# Looking for a partner interested in a modern/slight future RP.



## Kamenriderfire (Nov 10, 2017)

Looking for someone interested in playing in what I call a modern fantasy setting, with things where we haven't gone full sci-fi but stuff like holographic TVs displays and wall screen video-conferences are common,
You [and your family?] live in a what we would call a lower class apartment. You would be considered poor by this society however you would be regarded as middle-class by today's sensibilities. My character would be from a higher class family who basically now runs the apartment complex. Once I start running the apartment, things get worse for you go from the middle class in modern standards to genuinely poor in modern standards but absolutely below the poverty line poor to this society's standards.

Apartments in this society are basically like mini cities/complexes, all self-contained a but still connected to the outside world. Yeah, you can leave but why would you want to? There are stores movie theaters; schools work pool complexes.
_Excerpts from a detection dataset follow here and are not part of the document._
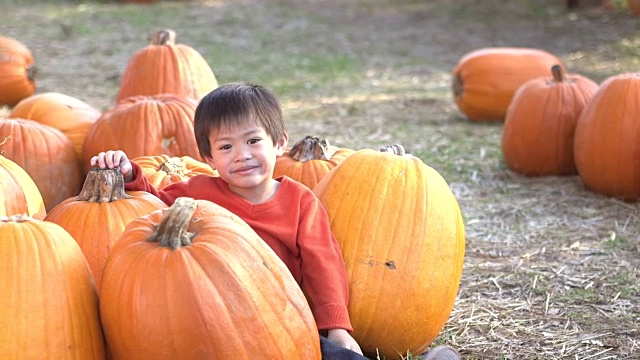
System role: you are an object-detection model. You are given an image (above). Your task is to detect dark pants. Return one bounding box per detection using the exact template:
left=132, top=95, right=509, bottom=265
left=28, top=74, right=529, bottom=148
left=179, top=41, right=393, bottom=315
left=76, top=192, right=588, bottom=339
left=320, top=336, right=368, bottom=360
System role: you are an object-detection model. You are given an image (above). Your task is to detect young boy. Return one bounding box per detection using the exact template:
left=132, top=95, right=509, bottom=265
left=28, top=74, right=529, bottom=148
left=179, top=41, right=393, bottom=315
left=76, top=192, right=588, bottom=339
left=91, top=83, right=366, bottom=359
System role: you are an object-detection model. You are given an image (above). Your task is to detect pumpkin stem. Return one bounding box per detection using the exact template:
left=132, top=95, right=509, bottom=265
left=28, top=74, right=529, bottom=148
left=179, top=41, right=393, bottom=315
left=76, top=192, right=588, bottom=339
left=551, top=64, right=564, bottom=82
left=289, top=135, right=336, bottom=162
left=151, top=29, right=176, bottom=45
left=76, top=168, right=131, bottom=203
left=147, top=197, right=198, bottom=250
left=160, top=157, right=190, bottom=175
left=380, top=144, right=406, bottom=156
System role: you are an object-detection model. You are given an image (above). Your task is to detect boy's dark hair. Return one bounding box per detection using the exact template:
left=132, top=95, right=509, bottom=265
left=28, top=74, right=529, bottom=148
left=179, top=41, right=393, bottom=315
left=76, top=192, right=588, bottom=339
left=194, top=82, right=286, bottom=158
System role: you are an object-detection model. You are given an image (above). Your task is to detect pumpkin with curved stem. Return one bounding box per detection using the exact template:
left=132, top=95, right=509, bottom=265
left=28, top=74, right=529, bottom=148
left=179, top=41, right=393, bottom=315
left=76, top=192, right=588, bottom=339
left=45, top=168, right=167, bottom=292
left=82, top=94, right=202, bottom=171
left=131, top=155, right=218, bottom=190
left=0, top=36, right=36, bottom=106
left=9, top=92, right=101, bottom=161
left=313, top=149, right=465, bottom=359
left=573, top=73, right=640, bottom=201
left=0, top=118, right=82, bottom=211
left=116, top=29, right=218, bottom=102
left=273, top=136, right=355, bottom=189
left=0, top=215, right=106, bottom=359
left=100, top=197, right=321, bottom=360
left=502, top=65, right=598, bottom=176
left=452, top=47, right=564, bottom=121
left=0, top=152, right=47, bottom=220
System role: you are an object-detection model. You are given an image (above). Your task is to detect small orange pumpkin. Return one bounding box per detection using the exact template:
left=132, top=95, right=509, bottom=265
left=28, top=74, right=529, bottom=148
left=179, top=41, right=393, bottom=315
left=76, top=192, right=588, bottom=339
left=0, top=152, right=47, bottom=220
left=0, top=36, right=36, bottom=106
left=502, top=65, right=598, bottom=176
left=273, top=136, right=355, bottom=189
left=573, top=73, right=640, bottom=201
left=9, top=92, right=101, bottom=161
left=0, top=215, right=106, bottom=360
left=45, top=168, right=167, bottom=292
left=100, top=197, right=321, bottom=360
left=452, top=47, right=564, bottom=121
left=116, top=29, right=218, bottom=102
left=131, top=154, right=218, bottom=190
left=313, top=149, right=465, bottom=359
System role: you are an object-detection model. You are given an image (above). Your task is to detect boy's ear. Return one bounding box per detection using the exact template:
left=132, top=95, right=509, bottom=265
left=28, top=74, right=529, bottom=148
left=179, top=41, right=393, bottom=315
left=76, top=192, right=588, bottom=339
left=276, top=132, right=289, bottom=156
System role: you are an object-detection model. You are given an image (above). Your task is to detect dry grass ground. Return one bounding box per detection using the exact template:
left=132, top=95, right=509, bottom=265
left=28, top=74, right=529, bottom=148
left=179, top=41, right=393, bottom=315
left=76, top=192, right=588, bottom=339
left=0, top=0, right=640, bottom=360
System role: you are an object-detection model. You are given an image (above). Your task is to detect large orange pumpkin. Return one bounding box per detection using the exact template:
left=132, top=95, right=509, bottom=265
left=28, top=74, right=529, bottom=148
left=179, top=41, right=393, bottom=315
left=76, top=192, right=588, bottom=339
left=0, top=36, right=36, bottom=106
left=502, top=65, right=598, bottom=176
left=313, top=149, right=465, bottom=359
left=100, top=198, right=321, bottom=360
left=0, top=118, right=82, bottom=211
left=452, top=47, right=564, bottom=121
left=0, top=215, right=105, bottom=360
left=116, top=29, right=218, bottom=102
left=574, top=73, right=640, bottom=201
left=0, top=153, right=47, bottom=220
left=273, top=136, right=355, bottom=189
left=9, top=92, right=101, bottom=161
left=45, top=168, right=167, bottom=292
left=82, top=94, right=202, bottom=171
left=131, top=154, right=218, bottom=190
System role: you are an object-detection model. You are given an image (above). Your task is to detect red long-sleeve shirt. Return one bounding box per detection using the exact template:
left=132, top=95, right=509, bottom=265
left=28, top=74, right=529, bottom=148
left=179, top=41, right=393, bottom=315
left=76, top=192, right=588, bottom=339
left=125, top=163, right=353, bottom=331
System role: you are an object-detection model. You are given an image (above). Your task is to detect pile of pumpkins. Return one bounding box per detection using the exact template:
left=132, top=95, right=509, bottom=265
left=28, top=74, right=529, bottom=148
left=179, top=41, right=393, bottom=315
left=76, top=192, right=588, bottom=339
left=452, top=47, right=640, bottom=202
left=0, top=29, right=465, bottom=359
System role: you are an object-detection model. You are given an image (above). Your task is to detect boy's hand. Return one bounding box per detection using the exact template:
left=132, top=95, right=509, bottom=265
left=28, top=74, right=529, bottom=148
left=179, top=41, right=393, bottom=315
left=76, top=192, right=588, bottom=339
left=327, top=329, right=362, bottom=355
left=91, top=150, right=133, bottom=182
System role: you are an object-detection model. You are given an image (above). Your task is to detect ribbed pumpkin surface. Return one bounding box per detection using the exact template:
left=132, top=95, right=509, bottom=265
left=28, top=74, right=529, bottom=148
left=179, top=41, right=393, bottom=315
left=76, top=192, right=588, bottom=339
left=314, top=149, right=465, bottom=359
left=0, top=155, right=46, bottom=220
left=100, top=198, right=321, bottom=360
left=0, top=216, right=105, bottom=360
left=574, top=73, right=640, bottom=201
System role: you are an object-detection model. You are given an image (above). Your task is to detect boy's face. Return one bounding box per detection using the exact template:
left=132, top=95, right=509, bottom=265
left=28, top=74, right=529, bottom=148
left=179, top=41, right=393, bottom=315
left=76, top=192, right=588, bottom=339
left=205, top=122, right=288, bottom=203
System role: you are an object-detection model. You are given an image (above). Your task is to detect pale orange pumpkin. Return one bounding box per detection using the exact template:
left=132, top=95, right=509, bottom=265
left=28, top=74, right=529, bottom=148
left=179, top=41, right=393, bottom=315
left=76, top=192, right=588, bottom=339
left=273, top=136, right=355, bottom=189
left=45, top=168, right=167, bottom=292
left=0, top=36, right=36, bottom=106
left=0, top=215, right=106, bottom=359
left=131, top=154, right=218, bottom=190
left=82, top=94, right=202, bottom=171
left=0, top=118, right=82, bottom=211
left=0, top=152, right=47, bottom=220
left=573, top=73, right=640, bottom=201
left=502, top=65, right=598, bottom=176
left=116, top=29, right=218, bottom=102
left=100, top=197, right=321, bottom=360
left=313, top=149, right=465, bottom=359
left=452, top=47, right=564, bottom=121
left=9, top=92, right=101, bottom=161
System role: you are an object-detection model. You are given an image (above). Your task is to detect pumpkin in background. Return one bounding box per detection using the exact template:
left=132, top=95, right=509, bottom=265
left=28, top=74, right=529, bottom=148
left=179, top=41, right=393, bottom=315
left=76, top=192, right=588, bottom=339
left=313, top=149, right=465, bottom=359
left=452, top=47, right=564, bottom=121
left=502, top=65, right=598, bottom=176
left=9, top=92, right=101, bottom=166
left=100, top=197, right=321, bottom=360
left=45, top=168, right=167, bottom=292
left=82, top=94, right=202, bottom=171
left=116, top=29, right=218, bottom=102
left=574, top=73, right=640, bottom=201
left=0, top=215, right=105, bottom=360
left=131, top=155, right=218, bottom=190
left=0, top=118, right=82, bottom=211
left=273, top=136, right=355, bottom=189
left=0, top=36, right=36, bottom=107
left=0, top=153, right=47, bottom=220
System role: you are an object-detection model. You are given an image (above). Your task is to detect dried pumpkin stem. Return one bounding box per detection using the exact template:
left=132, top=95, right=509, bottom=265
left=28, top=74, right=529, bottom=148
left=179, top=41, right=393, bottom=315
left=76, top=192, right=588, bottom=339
left=160, top=157, right=189, bottom=175
left=76, top=168, right=131, bottom=203
left=289, top=135, right=335, bottom=162
left=147, top=197, right=198, bottom=250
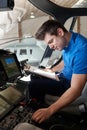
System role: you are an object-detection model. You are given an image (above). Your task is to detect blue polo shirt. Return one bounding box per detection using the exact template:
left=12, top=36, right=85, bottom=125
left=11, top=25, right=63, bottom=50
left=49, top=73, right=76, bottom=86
left=62, top=32, right=87, bottom=80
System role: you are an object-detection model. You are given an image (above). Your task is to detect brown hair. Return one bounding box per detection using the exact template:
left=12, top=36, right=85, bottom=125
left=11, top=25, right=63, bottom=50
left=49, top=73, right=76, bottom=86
left=35, top=20, right=67, bottom=40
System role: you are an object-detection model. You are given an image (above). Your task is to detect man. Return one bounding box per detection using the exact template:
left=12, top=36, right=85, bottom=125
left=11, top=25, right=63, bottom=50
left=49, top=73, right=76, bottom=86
left=29, top=20, right=87, bottom=123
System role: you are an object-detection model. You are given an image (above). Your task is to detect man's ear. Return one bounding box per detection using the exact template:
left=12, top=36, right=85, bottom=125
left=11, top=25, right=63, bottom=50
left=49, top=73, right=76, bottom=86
left=57, top=28, right=64, bottom=37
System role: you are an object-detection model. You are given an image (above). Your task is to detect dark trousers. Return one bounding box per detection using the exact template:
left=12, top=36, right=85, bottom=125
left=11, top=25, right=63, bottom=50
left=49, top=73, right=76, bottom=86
left=29, top=76, right=70, bottom=100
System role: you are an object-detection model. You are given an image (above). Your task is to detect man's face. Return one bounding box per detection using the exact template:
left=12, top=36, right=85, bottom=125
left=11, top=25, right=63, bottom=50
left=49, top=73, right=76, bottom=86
left=44, top=28, right=67, bottom=51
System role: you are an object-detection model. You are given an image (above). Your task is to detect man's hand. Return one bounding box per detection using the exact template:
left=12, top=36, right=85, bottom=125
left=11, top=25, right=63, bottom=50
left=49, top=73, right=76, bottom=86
left=32, top=107, right=51, bottom=123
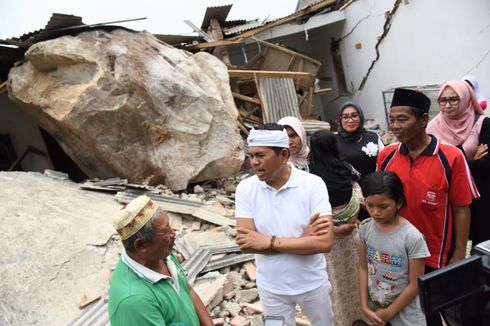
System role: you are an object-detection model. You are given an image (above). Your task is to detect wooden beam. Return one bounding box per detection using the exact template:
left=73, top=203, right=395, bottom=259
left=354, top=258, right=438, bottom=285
left=228, top=70, right=314, bottom=80
left=184, top=0, right=337, bottom=50
left=253, top=37, right=322, bottom=66
left=229, top=0, right=337, bottom=40
left=255, top=70, right=269, bottom=123
left=313, top=88, right=333, bottom=95
left=237, top=121, right=249, bottom=136
left=182, top=40, right=242, bottom=51
left=306, top=87, right=313, bottom=117
left=239, top=106, right=259, bottom=120
left=231, top=92, right=261, bottom=105
left=0, top=80, right=7, bottom=94
left=339, top=0, right=354, bottom=11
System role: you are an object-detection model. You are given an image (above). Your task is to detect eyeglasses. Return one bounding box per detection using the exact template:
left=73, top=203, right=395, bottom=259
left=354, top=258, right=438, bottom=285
left=437, top=96, right=461, bottom=106
left=341, top=113, right=360, bottom=121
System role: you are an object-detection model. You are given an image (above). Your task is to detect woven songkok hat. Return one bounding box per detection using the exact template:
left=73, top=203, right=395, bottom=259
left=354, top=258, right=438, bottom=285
left=114, top=195, right=161, bottom=240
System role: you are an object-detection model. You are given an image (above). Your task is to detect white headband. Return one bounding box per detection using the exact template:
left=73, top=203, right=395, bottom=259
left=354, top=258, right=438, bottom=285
left=247, top=129, right=289, bottom=148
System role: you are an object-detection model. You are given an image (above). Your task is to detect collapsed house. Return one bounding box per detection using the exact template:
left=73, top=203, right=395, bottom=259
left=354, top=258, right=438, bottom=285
left=0, top=0, right=489, bottom=325
left=2, top=1, right=346, bottom=190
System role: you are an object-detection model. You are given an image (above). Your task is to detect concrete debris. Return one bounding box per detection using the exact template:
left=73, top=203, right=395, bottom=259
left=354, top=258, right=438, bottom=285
left=235, top=288, right=259, bottom=303
left=243, top=262, right=257, bottom=282
left=225, top=301, right=242, bottom=316
left=230, top=316, right=250, bottom=326
left=78, top=291, right=101, bottom=309
left=0, top=172, right=308, bottom=326
left=194, top=272, right=226, bottom=310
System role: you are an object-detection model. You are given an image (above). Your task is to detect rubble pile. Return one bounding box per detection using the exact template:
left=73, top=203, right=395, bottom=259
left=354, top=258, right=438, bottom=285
left=76, top=172, right=316, bottom=326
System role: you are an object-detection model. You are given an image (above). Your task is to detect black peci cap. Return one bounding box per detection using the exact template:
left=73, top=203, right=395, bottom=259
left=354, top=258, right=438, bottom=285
left=391, top=88, right=430, bottom=113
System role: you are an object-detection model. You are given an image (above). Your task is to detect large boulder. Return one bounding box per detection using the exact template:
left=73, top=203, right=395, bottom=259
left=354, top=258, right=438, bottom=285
left=8, top=29, right=244, bottom=190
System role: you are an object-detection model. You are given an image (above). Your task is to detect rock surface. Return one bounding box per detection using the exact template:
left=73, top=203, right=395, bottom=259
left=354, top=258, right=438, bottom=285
left=8, top=29, right=244, bottom=190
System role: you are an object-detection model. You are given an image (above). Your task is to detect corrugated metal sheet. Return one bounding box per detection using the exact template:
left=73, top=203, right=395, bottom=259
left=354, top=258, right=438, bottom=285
left=0, top=13, right=86, bottom=48
left=68, top=298, right=110, bottom=326
left=259, top=78, right=301, bottom=123
left=201, top=5, right=233, bottom=31
left=153, top=34, right=204, bottom=46
left=221, top=19, right=247, bottom=27
left=223, top=19, right=264, bottom=36
left=221, top=0, right=338, bottom=36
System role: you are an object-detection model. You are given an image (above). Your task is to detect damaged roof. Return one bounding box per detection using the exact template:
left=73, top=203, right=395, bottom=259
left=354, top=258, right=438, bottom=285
left=201, top=5, right=233, bottom=31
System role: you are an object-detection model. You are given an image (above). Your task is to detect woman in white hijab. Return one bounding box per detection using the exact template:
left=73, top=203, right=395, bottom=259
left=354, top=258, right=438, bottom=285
left=277, top=117, right=310, bottom=172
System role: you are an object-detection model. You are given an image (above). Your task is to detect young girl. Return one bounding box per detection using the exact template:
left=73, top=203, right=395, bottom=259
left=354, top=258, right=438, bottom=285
left=359, top=172, right=430, bottom=326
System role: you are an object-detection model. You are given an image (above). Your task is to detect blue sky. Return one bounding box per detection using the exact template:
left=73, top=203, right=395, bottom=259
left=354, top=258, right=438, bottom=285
left=0, top=0, right=297, bottom=39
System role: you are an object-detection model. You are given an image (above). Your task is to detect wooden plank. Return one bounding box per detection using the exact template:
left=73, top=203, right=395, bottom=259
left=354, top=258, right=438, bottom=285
left=253, top=37, right=322, bottom=66
left=239, top=107, right=259, bottom=120
left=237, top=121, right=249, bottom=136
left=306, top=87, right=313, bottom=116
left=295, top=58, right=305, bottom=90
left=231, top=92, right=261, bottom=105
left=298, top=92, right=308, bottom=107
left=286, top=55, right=296, bottom=70
left=313, top=88, right=333, bottom=95
left=230, top=0, right=337, bottom=40
left=185, top=0, right=337, bottom=50
left=192, top=206, right=235, bottom=226
left=339, top=0, right=354, bottom=11
left=228, top=70, right=314, bottom=79
left=254, top=73, right=268, bottom=123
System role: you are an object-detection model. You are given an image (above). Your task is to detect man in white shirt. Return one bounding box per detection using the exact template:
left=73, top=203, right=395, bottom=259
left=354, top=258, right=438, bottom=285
left=235, top=124, right=333, bottom=326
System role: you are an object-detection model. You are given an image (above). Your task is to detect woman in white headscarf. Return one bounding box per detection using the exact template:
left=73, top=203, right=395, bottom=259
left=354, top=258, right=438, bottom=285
left=277, top=117, right=310, bottom=172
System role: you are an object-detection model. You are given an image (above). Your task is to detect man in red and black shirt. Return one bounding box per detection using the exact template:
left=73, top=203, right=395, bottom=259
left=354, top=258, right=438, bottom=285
left=377, top=88, right=479, bottom=326
left=377, top=89, right=479, bottom=272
Even strip clubs on brothels in the lower levels.


Looking for a person who is into the longer-term story driven role-plays, to play either here discord or Skype.

Some examples of what your apartment may look like.


----------



## Simo (Nov 10, 2017)

I'll have to ponder this, but might be interested.

The idea reminds me in ways of an amazing sci-fi book by J.G.Ballard, called, 'High-rise', which i liked a good deal.

High-Rise (novel) - Wikipedia

So, I'm certainly curious, and have Discord.


----------



## Kamenriderfire (Nov 10, 2017)

Simo said:


> I'll have to ponder this, but might be interested.
> 
> The idea reminds me in ways of an amazing sci-fi book by J.G.Ballard, called, 'High-rise', which i liked a good deal.
> 
> ...


Well we can talk on discord right now if you want


----------



## SSJ3Mewtwo (Dec 12, 2017)

Closing this at the OP's request.


----------